The film reminded me of an incident in high school. It was a gym class and we were, I think, playing dodge ball. A safe guess, anyway, since in all of my years in gym class in elementary and secondary school, dodge ball was the most prevalent activity. It was in December and as we were playing, the music teacher came out and asked the coach something. “Gather around, boys,” he said, clapping his hands to gain our attention. “The Christmas Concert (we could call it that in those days) is coming up and we need to move the piano from the stage to the gym floor,” we were told.
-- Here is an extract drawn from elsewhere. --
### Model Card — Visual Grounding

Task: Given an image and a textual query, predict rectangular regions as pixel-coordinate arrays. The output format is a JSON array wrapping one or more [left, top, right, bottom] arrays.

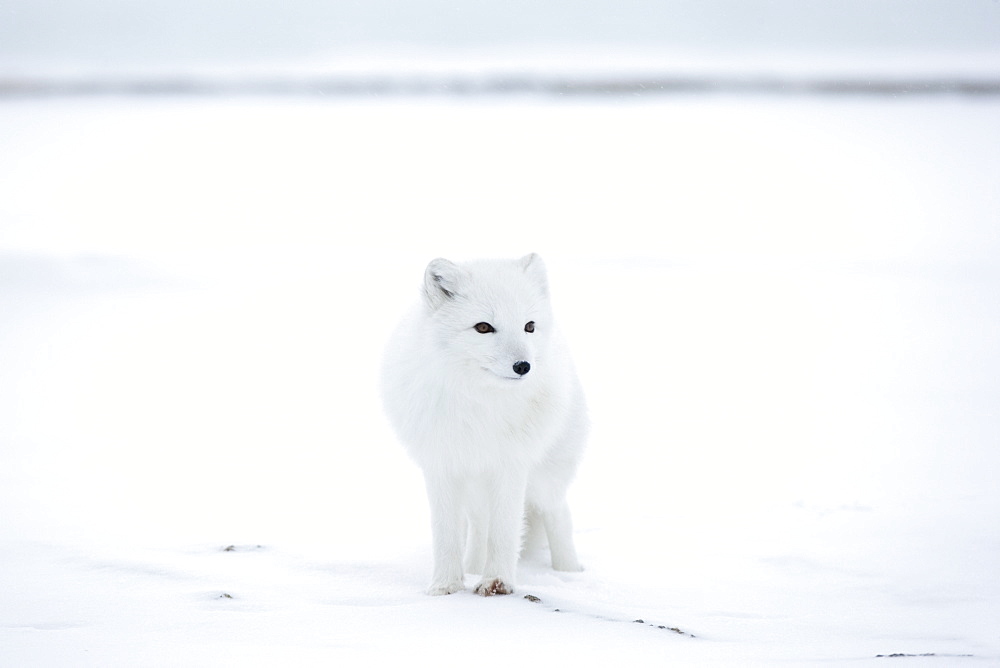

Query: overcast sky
[[2, 0, 999, 73]]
The stage was set about three feet above the gym floor, not an impossible distance, but far enough considering the weight of the piano, a massive upright.

We had no real plan on who was to lift what from where; just 20 or so 14-year old boys swarming the piano and heaving it over the edge of the stage. At this point, some of the boys jumped to the gym floor to receive it from those handing it down. It was at this point that disaster struck. Something slipped or someone lost their grip and the piano tumbled to the gym floor, landing flat on its back. BAM! The sound of 88 hammers striking the strings at the same time was, um … impressive. Accompanying this vast chord was the sound of our laughing. It was sort of funny, you know, and we must have carried on for about a minute when one of the boys said “My foot!” in a loud voice. We all turned to him and saw the toes of his foot (the left one, I think) pinned to the gym floor by the top of the piano. It was no longer funny and we lifted the piano away in silence. He hobbled away with the help of the coach and the music teacher. Gym class was over for the day.

Not a lot was made of the incident. The piano, which came through with minor damage, was played, if somewhat off key, at the Christmas concert. The victim of the incident was back in school a few days later on crutches as several bones had been broken. No counselors appeared to ask if our psyches were bruised by the trauma of dropping a piano on a classmate. I am fairly certain I didn?t mention the incident to my parents. ?Hey mom and dad, guess what? We dropped a piano on Bud in gym class today.? It is probable that they never knew, the lines of communication between town folk and country folk (the fact that I grew up on a lake, and not strictly rural, was beside the point) being almost non-existent in those days. What with Christmas and Christmas vacation, there was no further mention of the accident until the following fall. At the beginning of the new school year, Bud?s injury, along with some other, less dramatic ones, was highlighted as an excellent reason to buy the accident insurance policy offered by the school. Because he had a policy, it was pointed out, his parents did not incur any needless medical expenses. This seemed imminently fair to everyone. How times have changed.